Когда я сказал, что вокруг стояла тишина, я выразился неправильно. Было тихо, да, но дальние части помещения жили своей жизнью, хоть и вполголоса. Теперь же тишина зазвенела.
Девочки, все кто был, включая "зелень", обступили нас со всех сторон, взяв в плотный круг. Что, не привыкли играть по-настоящему?
Как мне объяснили позднее, бывали здесь такие, любительницы поиграть. И ставка в пятьдесят желаний уже разыгрывалась, как и сто, и двести. Но ничем хорошим это для играющих не кончилось.

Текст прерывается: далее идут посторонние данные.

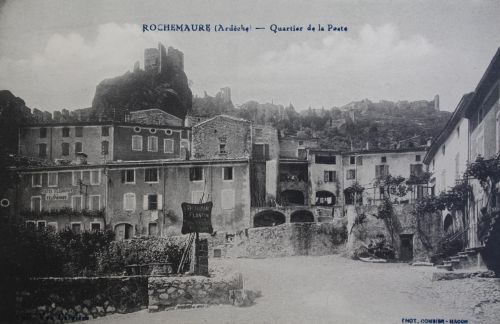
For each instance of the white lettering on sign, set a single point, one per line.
(57, 196)
(52, 191)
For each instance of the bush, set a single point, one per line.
(31, 252)
(139, 251)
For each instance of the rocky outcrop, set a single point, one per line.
(13, 112)
(164, 88)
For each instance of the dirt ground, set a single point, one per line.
(334, 289)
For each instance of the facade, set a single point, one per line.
(154, 163)
(368, 168)
(483, 112)
(451, 145)
(147, 172)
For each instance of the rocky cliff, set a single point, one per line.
(165, 87)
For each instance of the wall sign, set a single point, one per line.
(197, 218)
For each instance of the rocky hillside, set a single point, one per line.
(359, 124)
(13, 112)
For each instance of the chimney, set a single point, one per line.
(81, 158)
(436, 102)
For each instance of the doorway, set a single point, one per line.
(406, 251)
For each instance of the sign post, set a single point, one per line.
(197, 219)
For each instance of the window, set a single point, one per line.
(151, 175)
(227, 173)
(94, 202)
(78, 131)
(416, 169)
(41, 224)
(36, 180)
(196, 174)
(152, 144)
(152, 202)
(76, 227)
(129, 201)
(382, 192)
(78, 147)
(95, 177)
(65, 149)
(52, 225)
(31, 224)
(65, 132)
(168, 146)
(42, 150)
(381, 171)
(36, 204)
(77, 178)
(136, 143)
(227, 199)
(53, 179)
(77, 203)
(325, 159)
(128, 176)
(330, 176)
(153, 229)
(95, 226)
(104, 147)
(105, 131)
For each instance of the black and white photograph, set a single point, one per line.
(237, 161)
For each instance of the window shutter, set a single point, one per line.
(160, 202)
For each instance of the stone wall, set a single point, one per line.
(289, 239)
(426, 230)
(165, 292)
(232, 132)
(70, 299)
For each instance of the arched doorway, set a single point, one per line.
(448, 224)
(124, 231)
(325, 198)
(302, 216)
(268, 218)
(292, 197)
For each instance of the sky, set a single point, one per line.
(54, 53)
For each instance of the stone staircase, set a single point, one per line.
(470, 259)
(491, 241)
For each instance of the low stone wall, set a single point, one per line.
(59, 300)
(426, 230)
(166, 292)
(290, 239)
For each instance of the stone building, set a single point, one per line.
(483, 112)
(451, 145)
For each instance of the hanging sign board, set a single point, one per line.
(197, 218)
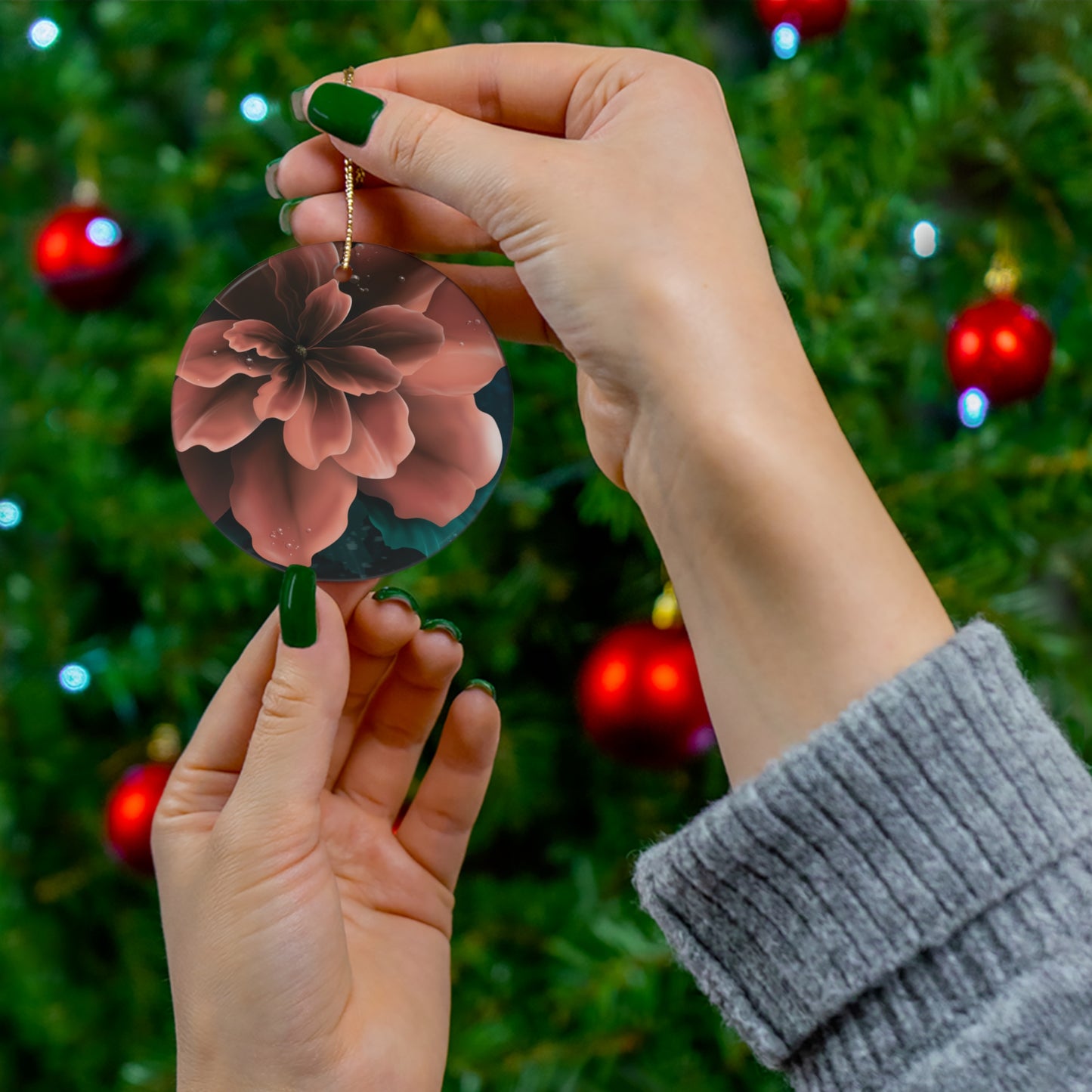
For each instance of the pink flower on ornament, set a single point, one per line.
(314, 405)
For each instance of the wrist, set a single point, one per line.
(799, 592)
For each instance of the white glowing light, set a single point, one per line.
(787, 41)
(255, 108)
(103, 232)
(11, 515)
(76, 679)
(43, 33)
(924, 240)
(973, 407)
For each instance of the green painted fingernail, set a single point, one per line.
(297, 103)
(400, 594)
(284, 218)
(345, 113)
(271, 186)
(299, 614)
(450, 627)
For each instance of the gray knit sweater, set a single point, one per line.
(905, 900)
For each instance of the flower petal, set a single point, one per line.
(382, 436)
(291, 512)
(208, 360)
(216, 417)
(416, 294)
(456, 370)
(405, 338)
(458, 450)
(323, 312)
(470, 356)
(355, 370)
(297, 272)
(252, 295)
(320, 427)
(281, 397)
(261, 336)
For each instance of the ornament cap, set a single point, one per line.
(665, 611)
(165, 745)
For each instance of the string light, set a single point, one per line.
(43, 33)
(924, 240)
(11, 515)
(787, 41)
(255, 108)
(103, 232)
(74, 679)
(973, 407)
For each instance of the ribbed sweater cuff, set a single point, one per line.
(878, 871)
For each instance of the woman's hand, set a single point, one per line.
(308, 942)
(636, 227)
(637, 249)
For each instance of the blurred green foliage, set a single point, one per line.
(969, 115)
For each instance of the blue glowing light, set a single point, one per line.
(973, 407)
(787, 41)
(104, 232)
(76, 679)
(255, 108)
(924, 240)
(11, 515)
(43, 33)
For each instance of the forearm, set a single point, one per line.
(799, 591)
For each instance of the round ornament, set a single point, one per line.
(129, 812)
(353, 421)
(1003, 348)
(84, 258)
(640, 697)
(810, 17)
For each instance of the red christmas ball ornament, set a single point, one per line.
(84, 258)
(1003, 348)
(640, 698)
(812, 17)
(129, 810)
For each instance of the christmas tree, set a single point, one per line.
(891, 162)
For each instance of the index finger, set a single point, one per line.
(527, 85)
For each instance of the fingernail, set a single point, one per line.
(299, 615)
(398, 593)
(284, 218)
(481, 685)
(297, 103)
(345, 113)
(449, 627)
(271, 186)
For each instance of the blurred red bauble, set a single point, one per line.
(129, 810)
(84, 258)
(810, 17)
(640, 698)
(1003, 348)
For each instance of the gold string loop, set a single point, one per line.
(354, 176)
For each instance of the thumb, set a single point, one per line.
(481, 169)
(289, 753)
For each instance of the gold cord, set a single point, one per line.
(353, 175)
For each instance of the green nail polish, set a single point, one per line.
(397, 593)
(299, 623)
(271, 186)
(297, 103)
(449, 627)
(343, 112)
(284, 218)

Последнюю "любительницу" расстреляли лет шесть назад. Проигралась вдрызг и полезла драться. Еще за год до нее наоборот, ушлая девочка обула всех, почти весь корпус — все оказались ей должны. Совет офицеров в обоих случаях решил, что это проявления слабости, разлагает моральный дух как самих виновных, так и коллектива в целом, и вынес единственно верное по его мнению решение. Чтоб другим было неповадно.
И до тех случаев подобное происходило постоянно, просто люди, которые об этом помнят, завершили контракт. Вообще, все сто лет существования корпус отстреливал "заигравшихся" с поразительной регулярностью.
Узнав об этом, я зарекся брать в руки карты, и до самого конца ни разу не нарушил свой зарок. Но это было после, много после, а пока я ничего не знал и давил на противницу, заставляя сделать единственно возможное оптимальное решение.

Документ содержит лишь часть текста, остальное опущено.